We generated two transgenic mouse models that carry these two Notch 3 mutations and examined the functionality of the mutant receptors. More generally, we attempted to develop experimental systems that would allow us to better study the cellular and molecular mechanisms underlying this catastrophic disease. We have previously shown that mice in which the Notch 3 gene had been knocked out, leading to a complete loss of Notch 3 activity in vascular smooth muscle cells, are strikingly susceptible to experimentally induced brain injury (4). This phenotype can be reversed by expressing the WT Notch 3 receptor in vascular smooth muscle cells, thus demonstrating that Notch3 is necessary and sufficient for this particular physiological function. When this experimental paradigm is used to examine the activity of Notch 3 receptors carrying the C455R or R1031C mutations, we find that the CADASIL mutations impair Notch signaling in vascular smooth muscle cells. The early-onset C455R mutation represents a more severe loss of Notch 3 receptor function than the late onset R1031C mutation. This genotype–phenotype correlation is also observed in patients. The conclusion that the CADASIL mutations impair Notch signaling was corroborated through cell-based assays developed to address receptor activity. These assays enabled a quantitative comparison of receptor activity and helped us demonstrate that the mutants represent partial loss-of-function states of the receptor. Moreover, further validating the analogy between the transgenic models and the human disease, we find that the susceptibility of the mice carrying CADASIL mutations to induced stroke becomes more severe with age, indicating that the models undergo age-related degeneration reminiscent of that observed in patients with CADASIL.

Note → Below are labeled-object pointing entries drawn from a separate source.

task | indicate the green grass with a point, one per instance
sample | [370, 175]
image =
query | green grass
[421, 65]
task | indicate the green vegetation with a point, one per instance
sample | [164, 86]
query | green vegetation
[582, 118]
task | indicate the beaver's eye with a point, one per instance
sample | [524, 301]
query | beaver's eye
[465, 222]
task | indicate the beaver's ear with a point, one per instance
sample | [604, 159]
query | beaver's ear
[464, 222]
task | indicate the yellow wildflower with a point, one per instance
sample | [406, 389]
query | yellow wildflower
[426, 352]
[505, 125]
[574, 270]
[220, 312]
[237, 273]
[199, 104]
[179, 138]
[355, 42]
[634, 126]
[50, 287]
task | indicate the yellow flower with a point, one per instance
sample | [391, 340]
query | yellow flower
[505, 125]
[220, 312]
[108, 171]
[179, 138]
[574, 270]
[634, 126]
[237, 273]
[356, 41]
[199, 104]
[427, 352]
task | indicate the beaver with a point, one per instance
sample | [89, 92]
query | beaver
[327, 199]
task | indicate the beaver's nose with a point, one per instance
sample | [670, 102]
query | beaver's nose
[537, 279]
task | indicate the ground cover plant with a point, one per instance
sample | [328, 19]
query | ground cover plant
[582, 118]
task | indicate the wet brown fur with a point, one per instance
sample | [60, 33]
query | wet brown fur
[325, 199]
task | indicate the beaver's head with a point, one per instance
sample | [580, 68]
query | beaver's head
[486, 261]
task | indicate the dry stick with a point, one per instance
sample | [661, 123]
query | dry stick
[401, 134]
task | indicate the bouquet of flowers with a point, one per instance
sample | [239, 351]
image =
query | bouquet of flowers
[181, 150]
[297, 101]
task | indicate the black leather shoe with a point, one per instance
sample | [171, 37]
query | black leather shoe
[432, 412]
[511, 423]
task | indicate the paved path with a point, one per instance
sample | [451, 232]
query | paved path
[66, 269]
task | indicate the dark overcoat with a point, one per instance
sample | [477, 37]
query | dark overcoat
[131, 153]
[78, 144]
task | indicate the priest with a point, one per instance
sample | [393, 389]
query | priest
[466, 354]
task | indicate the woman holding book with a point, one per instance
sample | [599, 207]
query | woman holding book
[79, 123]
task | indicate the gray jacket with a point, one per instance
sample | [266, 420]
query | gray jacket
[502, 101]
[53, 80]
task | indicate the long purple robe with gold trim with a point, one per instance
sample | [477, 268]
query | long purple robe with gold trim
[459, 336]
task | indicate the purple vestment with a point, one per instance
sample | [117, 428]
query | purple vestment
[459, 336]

To further characterize CADASIL pathology and gain insight into the composition of the GOM seen in patients with CADASIL, we used a laser capture microdissection technique to collect brain blood vessels from postmortem tissue carrying the R1031C mutation and subsequently analyzed them by using MS. The proteomic analysis revealed several proteins enriched in CADASIL vessels. Two proteins, namely clusterin and collagen 18 α1/endostatin, stood out. COL18A1 is cleaved following its translation to give rise to endostatin, a C-terminal fragment with strong antiangiogenic properties, whereas clusterin functions as a molecular chaperone, variants of which have been associated with Alzheimer disease and with extracellular protein deposits in several disorders. Further immunocytochemical analysis of postmortem CADASIL brains from patients carrying the R1031C or C455R mutation indicates that both proteins can indeed be detected in the GOM deposits.

Importantly, we find that the age-dependent phenotypes associated with our CADASIL mouse models include the accumulation of deposits in brain vessels. The link, if indeed such a link exists, between Notch activity and the deposits is unclear. We thus took advantage of these transgenic models to examine whether disrupting Notch 3 activity by expressing the R1031C CADASIL receptor in vascular smooth muscle cells affects the expression of the two GOM components identified in our proteomics analysis. We find that the expression of the mutant Notch 3 receptor results in the misregulation of expression of clusterin and COL18A1/endostatin, raising the possibility of a functional link between Notch signaling and the expression of these proteins.

The remarkable similarity between the human disease and the models we developed suggests that these models may help researchers further explore the mechanisms underlying this devastating condition.